21 Abril 2021
"Filme poderoso, belíssimo, marcado pela poesia, 'Nomadland' do ponto de vista pastoral deve ser avaliado como recomendável, problemático e adequado para debates", escreve Sergio Perugini, em crítica publicada por Settimana News, 18-04-2021. A tradução é de Luisa Rabolini.
A BAFTA, a British Academy of Film and Television Arts, ganhou os prêmios mais importantes, incluindo melhor filme, direção e atriz principal. Estamos falando de “Nomadland”, filme aclamado de Chloé Zhao, que ganhou o Leão de Ouro no 77º Festival de Cinema da Bienal de Veneza. Um filme que ao longo da temporada conquistou a concordância de todos, colecionando críticas positivas e prêmios, inclusive o Globo de Ouro pela direção, permitindo que Zhao fosse a segunda mulher a conquistá-lo, depois de Barbra Streisand, com "Yentl" (1984).
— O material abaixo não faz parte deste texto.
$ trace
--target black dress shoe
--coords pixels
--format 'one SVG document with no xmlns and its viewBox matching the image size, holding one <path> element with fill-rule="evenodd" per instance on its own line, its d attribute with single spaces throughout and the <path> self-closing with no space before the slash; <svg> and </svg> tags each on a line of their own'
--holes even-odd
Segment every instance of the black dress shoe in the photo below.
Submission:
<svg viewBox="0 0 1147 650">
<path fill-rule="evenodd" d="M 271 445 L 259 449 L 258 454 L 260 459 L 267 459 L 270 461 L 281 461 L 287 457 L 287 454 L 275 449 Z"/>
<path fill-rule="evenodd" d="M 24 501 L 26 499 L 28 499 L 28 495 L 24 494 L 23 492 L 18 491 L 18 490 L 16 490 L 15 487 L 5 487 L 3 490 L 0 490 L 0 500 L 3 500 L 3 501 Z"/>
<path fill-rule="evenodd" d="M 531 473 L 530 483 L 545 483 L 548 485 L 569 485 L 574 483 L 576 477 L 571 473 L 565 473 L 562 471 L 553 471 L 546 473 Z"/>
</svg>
Agora estamos finalmente a um passo do lançamento de “Nomadland” na Itália, no final de abril na plataforma Disney +, e sobretudo da esperada noite do Oscar, domingo 25 de abril, onde a obra concorre a 6 estatuetas de peso. O ponto Cnvf-Sir desta semana é, portanto, dedicado ao filme “Nomadland”, tentando entender por que (a nosso ver) não é apenas um dos melhores títulos da temporada de cinema, mas gostaríamos de defini-lo como o melhor do ano. Um olhar sobre os últimos, contado com dignidade e poesia sensível.
No estado de Nevada, em uma cidade em ruínas, Fern se encontra, de uma hora para outra, sem mais nada. Ela é uma mulher de quase sessenta anos que não tem mais emprego, porque a fábrica faliu, sem casa e sem motivos para morar lá, após a morte do marido. Resolve então carregar seus poucos pertences em uma van e sair em busca do próximo amanhã, uma forma de sobreviver dia após dia.
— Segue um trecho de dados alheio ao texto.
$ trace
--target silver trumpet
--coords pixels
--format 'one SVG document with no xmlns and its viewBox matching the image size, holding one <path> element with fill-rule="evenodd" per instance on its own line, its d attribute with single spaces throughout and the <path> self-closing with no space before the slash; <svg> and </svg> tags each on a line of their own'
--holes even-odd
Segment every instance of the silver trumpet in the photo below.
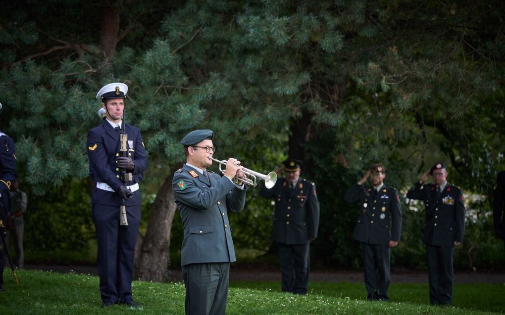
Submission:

Onde lhe oferecem contratos sazonais, Fern estaciona sua van-casa e torna-se residente; quando o trabalho termina, volta para a estrada. Ao longo de seu caminho, a mulher encontra uma verdadeira comunidade de novos nômades estadunidenses que se movem pelas trilhas do país em busca de trabalho, de amanhã.
Assim, a cada parada Fern encontra os mesmos rostos, as mesmas pessoas, e aos poucos se forma uma verdadeira família de rua, uma comunidade solidária, alegre apesar de tudo e, sim, também confiante quanto o amanhã ...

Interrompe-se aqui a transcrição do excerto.